FILE PHOTO: Bulgaria’s President Rumen Radev addresses the 74th session of the United Nations General Assembly at U.N. headquarters in New York City, New York, U.S., September 26, 2019. REUTERS/Carlo Allegri/File Photo
SOFIA (Reuters) – President Rumen Radev on Thursday blocked the appointment of Bulgaria’s next chief prosecutor whose selection as the sole candidate for the powerful post sparked street protests.
The chief prosecutor’s role is key to combating graft in Bulgaria, ranked as the most corrupt member state in the European Union by the watchdog Transparency International. He or she has wide powers to launch and halt investigations.

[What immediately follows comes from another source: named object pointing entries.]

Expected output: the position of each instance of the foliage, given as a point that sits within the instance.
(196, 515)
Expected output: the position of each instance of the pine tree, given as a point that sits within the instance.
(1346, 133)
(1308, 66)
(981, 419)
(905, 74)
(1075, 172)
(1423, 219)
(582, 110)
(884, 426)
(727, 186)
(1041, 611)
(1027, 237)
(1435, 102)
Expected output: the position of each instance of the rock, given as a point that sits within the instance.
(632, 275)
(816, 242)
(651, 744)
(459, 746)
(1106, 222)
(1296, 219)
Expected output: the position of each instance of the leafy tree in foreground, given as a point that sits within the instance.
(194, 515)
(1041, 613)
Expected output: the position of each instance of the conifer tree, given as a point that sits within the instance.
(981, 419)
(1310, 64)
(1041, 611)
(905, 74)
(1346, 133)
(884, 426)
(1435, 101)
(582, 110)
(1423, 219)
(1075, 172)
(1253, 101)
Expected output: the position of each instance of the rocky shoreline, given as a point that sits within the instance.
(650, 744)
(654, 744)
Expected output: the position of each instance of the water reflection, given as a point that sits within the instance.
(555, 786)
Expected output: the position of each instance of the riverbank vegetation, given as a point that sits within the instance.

Radev said he would not sign the documents allowing Ivan Geshev to take up the seven-year mandate from Jan. 10 and that he would ask the top judicial body that selected him, the Supreme Judicial Council (SJC), to review its choice.
The SJC elected Geshev, currently a deputy chief prosecutor, by 20 votes to four last month. There were no other candidates for the job and the decision prompted a series of protests amid concerns over whether Geshev would wage a genuine war on high-level corruption.
“Having only one candidate not only deprives (the procedure) of competitiveness but deprives the next chief prosecutor of prestige and legitimacy,” Radev said in a statement.
The president’s move is seen as largely symbolic as he can only block the appointment once. If the SJC again backs Geshev, as expected, Radev would have to rubber-stamp their decision.
Protesters had urged Radev to block Geshev’s nomination saying his election was the pre-determined outcome of a deal between graft-prone political elites and local oligarchs.
Several lawyers’ organizations had advised the president not to sign Geshev’s appointment. But, in a letter to the European Commission, prosecutors defended Geshev’s election as fair and transparent, and complained of political pressure on Radev to block the appointment.
Despite a declared political will to uproot graft, Sofia has yet to jail a single high-ranking official on corruption charges.